This discussion has been locked.
You can no longer post new replies to this discussion. If you have a question you can start a new discussion

Strange routing problem - Hosted in ESXi environment

Hello

I have uncovered a strange issue in routing (or lack of it). First let me describe my environment -

XG, Windows server are hosted on ESXi.

Windows server has one NIC, connected to vswitch0 - port group 0, called Internal.

XG has 2 NIC, one connected to Internal, and the other connected to port group 1, called external. XG uses pppoe to get internet. It uses IPsec to connect to two other remote sites (Mikrotik and TMG).

These two NIC are physical NIC (2 port intel ethernet card). One port is connected to internal (so my other laptops etc can connect) and one port is connected to Fiber box(XG dialing into pppoe). All works well as intended.

 

Now, after establishing IPSEC, I can ping to remote sites if I am pinging from other computers, which are NOT hosted by ESXi. Eg, from my laptop (XG is default gateway), I can ping the remote computers. The remote computers can ping me.

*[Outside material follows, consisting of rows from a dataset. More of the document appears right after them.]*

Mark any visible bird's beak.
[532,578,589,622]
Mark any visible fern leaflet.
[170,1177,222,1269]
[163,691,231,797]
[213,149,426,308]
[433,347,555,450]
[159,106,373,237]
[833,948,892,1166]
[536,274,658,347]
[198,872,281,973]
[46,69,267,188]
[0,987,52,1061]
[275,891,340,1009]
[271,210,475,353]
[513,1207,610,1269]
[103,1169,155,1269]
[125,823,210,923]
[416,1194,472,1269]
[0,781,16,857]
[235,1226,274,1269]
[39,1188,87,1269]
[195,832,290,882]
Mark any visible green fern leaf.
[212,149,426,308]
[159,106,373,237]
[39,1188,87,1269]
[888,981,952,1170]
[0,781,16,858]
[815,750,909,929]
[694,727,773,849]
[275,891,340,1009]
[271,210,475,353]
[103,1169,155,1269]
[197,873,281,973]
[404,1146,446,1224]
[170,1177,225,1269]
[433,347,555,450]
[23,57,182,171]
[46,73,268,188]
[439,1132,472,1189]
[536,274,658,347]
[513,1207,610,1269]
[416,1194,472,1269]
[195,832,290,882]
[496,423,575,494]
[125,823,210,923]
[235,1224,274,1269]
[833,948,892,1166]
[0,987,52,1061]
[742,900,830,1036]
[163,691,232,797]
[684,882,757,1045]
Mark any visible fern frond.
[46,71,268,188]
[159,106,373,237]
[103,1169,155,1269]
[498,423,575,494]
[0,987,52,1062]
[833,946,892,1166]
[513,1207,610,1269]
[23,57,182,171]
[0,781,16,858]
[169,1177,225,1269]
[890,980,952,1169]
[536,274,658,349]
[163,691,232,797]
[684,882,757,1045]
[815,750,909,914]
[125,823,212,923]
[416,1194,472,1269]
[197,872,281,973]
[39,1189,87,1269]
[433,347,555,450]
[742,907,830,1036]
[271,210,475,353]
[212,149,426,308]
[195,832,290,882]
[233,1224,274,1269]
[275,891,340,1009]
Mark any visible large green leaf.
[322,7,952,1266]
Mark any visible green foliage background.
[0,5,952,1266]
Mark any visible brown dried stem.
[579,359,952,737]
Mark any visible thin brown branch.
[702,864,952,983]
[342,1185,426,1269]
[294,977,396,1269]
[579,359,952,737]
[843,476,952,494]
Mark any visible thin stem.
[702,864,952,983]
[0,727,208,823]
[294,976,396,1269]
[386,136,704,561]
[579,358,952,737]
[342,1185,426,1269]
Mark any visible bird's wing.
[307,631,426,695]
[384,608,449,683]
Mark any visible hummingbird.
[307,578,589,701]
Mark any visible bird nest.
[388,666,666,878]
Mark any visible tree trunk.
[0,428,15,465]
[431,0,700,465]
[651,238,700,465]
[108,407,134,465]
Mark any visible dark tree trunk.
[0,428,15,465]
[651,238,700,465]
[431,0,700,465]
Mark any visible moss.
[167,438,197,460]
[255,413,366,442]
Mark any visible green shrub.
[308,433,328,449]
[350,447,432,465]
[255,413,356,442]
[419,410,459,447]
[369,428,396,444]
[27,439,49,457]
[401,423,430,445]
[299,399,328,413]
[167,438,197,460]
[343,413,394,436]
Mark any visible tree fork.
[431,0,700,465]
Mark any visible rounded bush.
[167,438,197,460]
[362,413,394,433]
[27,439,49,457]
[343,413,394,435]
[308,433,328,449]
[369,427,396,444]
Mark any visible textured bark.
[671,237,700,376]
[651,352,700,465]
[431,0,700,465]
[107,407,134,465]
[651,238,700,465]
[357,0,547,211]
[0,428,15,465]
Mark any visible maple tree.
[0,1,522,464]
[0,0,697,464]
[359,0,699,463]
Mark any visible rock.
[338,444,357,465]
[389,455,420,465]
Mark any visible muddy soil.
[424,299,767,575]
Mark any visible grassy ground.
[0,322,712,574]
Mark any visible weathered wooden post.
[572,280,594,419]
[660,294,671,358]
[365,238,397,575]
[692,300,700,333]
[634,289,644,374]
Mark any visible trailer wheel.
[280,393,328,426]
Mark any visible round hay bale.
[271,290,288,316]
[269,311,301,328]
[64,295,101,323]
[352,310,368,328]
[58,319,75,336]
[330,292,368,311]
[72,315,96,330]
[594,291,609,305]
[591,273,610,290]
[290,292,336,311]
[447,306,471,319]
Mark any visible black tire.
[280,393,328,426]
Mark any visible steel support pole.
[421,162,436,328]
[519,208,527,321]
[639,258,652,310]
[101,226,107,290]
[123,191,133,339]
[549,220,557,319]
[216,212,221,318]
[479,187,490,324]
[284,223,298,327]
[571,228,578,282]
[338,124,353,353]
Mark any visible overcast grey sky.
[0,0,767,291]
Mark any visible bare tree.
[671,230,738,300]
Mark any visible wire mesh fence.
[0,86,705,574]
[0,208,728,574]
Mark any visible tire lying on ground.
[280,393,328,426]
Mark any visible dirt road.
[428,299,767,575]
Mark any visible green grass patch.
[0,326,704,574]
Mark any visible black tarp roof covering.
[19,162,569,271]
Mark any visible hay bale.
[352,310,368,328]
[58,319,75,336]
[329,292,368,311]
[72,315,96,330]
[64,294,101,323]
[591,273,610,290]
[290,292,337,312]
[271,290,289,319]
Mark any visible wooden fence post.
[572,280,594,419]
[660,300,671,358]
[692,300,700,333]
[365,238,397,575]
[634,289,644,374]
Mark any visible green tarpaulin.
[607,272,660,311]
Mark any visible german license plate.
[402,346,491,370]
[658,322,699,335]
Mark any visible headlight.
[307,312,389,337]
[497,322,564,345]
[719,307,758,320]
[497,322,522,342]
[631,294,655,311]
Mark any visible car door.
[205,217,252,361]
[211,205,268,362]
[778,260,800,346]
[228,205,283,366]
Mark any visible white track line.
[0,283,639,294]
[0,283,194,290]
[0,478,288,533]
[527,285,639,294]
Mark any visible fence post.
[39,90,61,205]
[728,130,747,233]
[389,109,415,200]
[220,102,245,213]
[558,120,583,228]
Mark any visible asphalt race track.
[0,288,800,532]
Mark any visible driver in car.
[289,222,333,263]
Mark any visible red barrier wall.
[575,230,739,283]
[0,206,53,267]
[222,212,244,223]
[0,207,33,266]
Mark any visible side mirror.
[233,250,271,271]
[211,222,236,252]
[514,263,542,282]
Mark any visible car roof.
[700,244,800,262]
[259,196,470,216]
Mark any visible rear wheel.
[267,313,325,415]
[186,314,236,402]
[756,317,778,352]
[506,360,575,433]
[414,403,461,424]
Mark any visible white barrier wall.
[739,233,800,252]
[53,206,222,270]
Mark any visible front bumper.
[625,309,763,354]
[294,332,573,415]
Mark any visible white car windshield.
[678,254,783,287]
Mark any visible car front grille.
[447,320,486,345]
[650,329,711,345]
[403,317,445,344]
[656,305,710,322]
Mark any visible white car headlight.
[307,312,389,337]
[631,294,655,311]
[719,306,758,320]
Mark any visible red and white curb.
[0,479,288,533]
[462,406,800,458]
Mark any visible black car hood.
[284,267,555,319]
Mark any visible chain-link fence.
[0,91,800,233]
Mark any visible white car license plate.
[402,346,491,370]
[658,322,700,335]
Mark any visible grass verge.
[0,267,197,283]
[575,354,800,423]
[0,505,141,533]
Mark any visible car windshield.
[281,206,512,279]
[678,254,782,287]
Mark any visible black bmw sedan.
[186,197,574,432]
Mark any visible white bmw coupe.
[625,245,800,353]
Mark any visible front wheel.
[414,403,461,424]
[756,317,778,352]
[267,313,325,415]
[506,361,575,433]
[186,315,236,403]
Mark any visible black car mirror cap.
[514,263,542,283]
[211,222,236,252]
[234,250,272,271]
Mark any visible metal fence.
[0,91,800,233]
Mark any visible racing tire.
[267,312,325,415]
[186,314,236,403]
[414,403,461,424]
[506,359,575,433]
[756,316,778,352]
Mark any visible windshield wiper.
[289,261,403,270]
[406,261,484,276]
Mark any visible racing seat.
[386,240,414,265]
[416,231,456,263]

The problem -For whaterever I try, I cannot ping from ANY (I tried installing experimental linuxes also in ESXi) of the ESXi hosted computers (same network - internal) to any of the remote sites. Ofcourse I have checked the usual suspects such as default gateway etc - I am ok in the basics of networking - so usual suspects taken care of). The remote computers CAN ping the esxi hosted computers, so its a one way ping. (makes me think XG is somehow blocking ping from windows host)

 

XG packet capture, logs DONOT show anything. So how do I troubleshoot. Is this ESXi issue or XG issue? Should I install packet capture in Windows host(I doubt it will help). The packet capture in XG seems to be useless(just like logging).

Also, I tried the promiscous, forged MACs and other things in ESXi. No change.

Tracert from windows (in ESXi)shows that packets are sent to XG, but XG is silently dropping those packets without logging. XG has no problem in routing correctly if the packets originated outside the esxi host. This is ONLY for IPSEC tunnels. I can access XG ui in any case (from ESXi hosted or outside ESXi). 

 

Thank You



This thread was automatically locked due to age.
  • Replying to myself - using pktcap is esxi seems to capture only the packets coming into the port of the VM.

    Is there a way to capture packets which are going OUT of the port.

  • Ok - Confirmed it. XG is dropping it.

     

    Here is the packet capture from my internal machine using XG (192.168.39.1) as GW.

    (switchport below is XG switchport)

     

    pktcap-uw --switchport 67117068 --proto 0x01 --capture PortOutput

    000c 2920 b357 000c 2951 1daa 0800 4500
    003c f52a 0000 8001 49eb c0a8 27f9 c0a8
    5261 0800 3a81 0001 12da 6162 6364 6566
    6768 696a 6b6c 6d6e 6f70 7172 7374 7576
    7761 6263 6465 6667 6869

     

    So, 192.168.39.249(my site) is pinging 192.168.82.97 (site1). XGs NIC is receiving this ping (as the capture is from ESXi), and then putting this packet in blackhole because there is no trace of this packet inside XG.

     

    What is so special in this configuration? How XG even knows this packet is originating from ESXi?

  • Hello Nitin,

    do you have (by any chance) exchanged internal and external port in your XG config?

    AND/OR did you put both physical NICs into the same switch?

  • BTW, and not meant to be impolite:

    I would NEVER state things like these when troubleshooting is going on;

    "Ofcourse I have checked the usual suspects such as default gateway etc - I am ok in the basics of networking - so usual suspects taken care of)."

    This has the assumption, that we should not take care about these questions, although something really goes wrong in your setup.

    First thing I teach my apprentices is "Ask questions, never make assumptions!"

  • Yes I have!!

    This XG setup was a physical setup a year ago.

    I moved it to ESXi later and restored the backup.

    Also, when reassigning switches in ESXI, I found myself putting both LAN and WAN into the same switch(migrated the standard switch to distributed switch using vsphere wizard).

    Corrected it a bit later.

     

    Arp is usually short lived, so that can be a problem?

    Thank you

  • Found the bug.

    Finally.

     

    Was able to capture port address that XG is using. Found that XG is using 4444 port to reply back!!

    This is definitely a bug. XG admin console resides on 4444.

    Switched the admin console to 4446, and everything is OK!!!

     

    So XG team - Why are you using 4444 port when it was marked as admin console?